Пунтус передал тетрадь по рядам. Записи были в полном порядке. Но остановиться Золотников не мог, сказывалась расшатанность нервной системы. Его потащило вразнос.
— То, что вы успеваете записывать, — не повод для постоянных разговоров! Вы мешаете заниматься делом соседям! Нынкин, покажите конспекты!
Нынкин на лекциях так глубоко уходил в себя, что, когда бы ни высовывался — все не вовремя. Высунувшись, начинал бормотать, пытался ввести в курс какого-то своего дела.
— Я вам говорю! — тыкал в него кулачищем Золотников. — Да, да, вам!
Оклемавшись, Нынкин хотел схитрить, но философ опередил его порыв. Свою тетрадь, пожалуйста, свою! Без уловок! Тетрадь Черемисиной мне не нужна! — Его фасеточные глаза засекали в окружающей среде до сотни изменений в секунду.
В блокноте Нынкина процветал сплошной грифонаж. За два года он не законспектировал ни одной лекции. Тем более, ни одного первоисточника. Он пользовался общежитскими конспектами. Кочевание с курса на курс и ежегодное переписывание на скорую руку выветрило из произведений классиков весь смысл, доведя их до абсурдных цитаток, которые наполняли душу агностицизмом и ревизионизмом.
— Вы мне воду не лейте, уважаемый, а посидите-ка сами над произведением часок-другой! Тогда вы не станете совать мне эти извращения! Я вас удаляю с лекции! Матвеенков, несите тетрадь!

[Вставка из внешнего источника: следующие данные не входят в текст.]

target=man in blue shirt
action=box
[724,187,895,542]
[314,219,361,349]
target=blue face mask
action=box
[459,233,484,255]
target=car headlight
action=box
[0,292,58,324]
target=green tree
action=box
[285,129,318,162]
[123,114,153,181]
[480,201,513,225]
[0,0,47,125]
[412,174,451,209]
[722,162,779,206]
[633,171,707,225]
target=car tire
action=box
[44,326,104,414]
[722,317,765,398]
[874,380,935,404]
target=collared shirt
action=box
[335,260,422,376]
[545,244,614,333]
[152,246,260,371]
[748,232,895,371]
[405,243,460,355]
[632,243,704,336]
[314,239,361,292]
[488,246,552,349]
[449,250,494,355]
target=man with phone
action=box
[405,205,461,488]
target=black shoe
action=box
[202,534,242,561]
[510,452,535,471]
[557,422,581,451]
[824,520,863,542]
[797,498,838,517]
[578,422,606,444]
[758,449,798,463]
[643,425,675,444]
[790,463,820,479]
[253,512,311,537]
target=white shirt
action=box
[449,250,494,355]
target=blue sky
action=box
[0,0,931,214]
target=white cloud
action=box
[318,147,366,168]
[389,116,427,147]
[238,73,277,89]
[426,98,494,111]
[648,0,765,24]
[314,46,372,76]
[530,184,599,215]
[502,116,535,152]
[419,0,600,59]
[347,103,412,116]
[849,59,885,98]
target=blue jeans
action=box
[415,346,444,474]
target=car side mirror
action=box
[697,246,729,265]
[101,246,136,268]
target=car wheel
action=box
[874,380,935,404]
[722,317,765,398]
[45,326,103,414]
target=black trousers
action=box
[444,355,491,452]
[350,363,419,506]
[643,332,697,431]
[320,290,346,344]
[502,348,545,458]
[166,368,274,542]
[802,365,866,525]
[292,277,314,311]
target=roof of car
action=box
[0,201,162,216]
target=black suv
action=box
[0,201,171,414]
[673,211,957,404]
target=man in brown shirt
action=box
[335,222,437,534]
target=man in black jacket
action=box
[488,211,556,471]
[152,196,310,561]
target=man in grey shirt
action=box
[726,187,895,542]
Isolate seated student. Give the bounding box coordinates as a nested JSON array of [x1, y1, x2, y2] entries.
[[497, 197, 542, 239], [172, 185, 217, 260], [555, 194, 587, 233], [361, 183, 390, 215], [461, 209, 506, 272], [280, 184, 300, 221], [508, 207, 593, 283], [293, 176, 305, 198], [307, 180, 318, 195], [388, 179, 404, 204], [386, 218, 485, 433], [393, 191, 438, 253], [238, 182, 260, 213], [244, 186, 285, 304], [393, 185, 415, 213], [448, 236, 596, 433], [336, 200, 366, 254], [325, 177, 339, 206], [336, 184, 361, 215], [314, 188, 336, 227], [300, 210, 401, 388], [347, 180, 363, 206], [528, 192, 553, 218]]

Леша тоже никогда ничего не записывал. На этом упрямом поприще его не пугали никакие угрозы. Свое поведение он объяснял тем, что у него писчий спазм, полное нарушение функций письма как левой, так и правой руки. Иногда от скуки он дорывался до тетради, но ни к чему хорошему это не приводило. На листах появлялась криптография. В семестре Матвеенков нажимал на гипнопедию — постоянно клал под подушку ни разу не раскрытый бестселлер Малинского. А к экзаменам готовился по левым записям. В этой связи у него развилась острая способность разбираться в чужих почерках. Самые пагубные, какие были у Татьяны и Фельдмана, он читал как офсетную печать.
— Во всем виноваты вы, Пунтус! — сказал Золотников и продемонстрировал потоку тайнопись Матвеенкова. Будто поток никогда ее не видел.
— Я бы не сказал, — ответил Пунтус.
— Да он, в смысле… ну как бы… — поплыл Матвеенков.
— Не перебивайте, когда не спрашивают! — И вновь навалился на Пунтуса. — Вы очень вольно себя ведете!
— А вы, мне кажется, преувеличиваете свою роль в моей личной жизни. Вы ломитесь в нее, как в автобус!
— Я больше не буду с вами церемониться! Я… — кратер его рта задымился, извергая ругательства средней плотности. На лбу образовалась каледонская складчатость. Сбитый неуязвимостью Пунтуса, Золотников входил в кульминационную фазу пароксизма. — … Я… вы можете уже сейчас начинать волноваться за свое дальнейшее пребывание в институте! Я уволю… я исключу вас за академическую задолженность! Считайте, что экзамен у вас начался с этой минуты! Я предложу вас комиссии, которая соберется после трех неудачных попыток сдать экзамен мне!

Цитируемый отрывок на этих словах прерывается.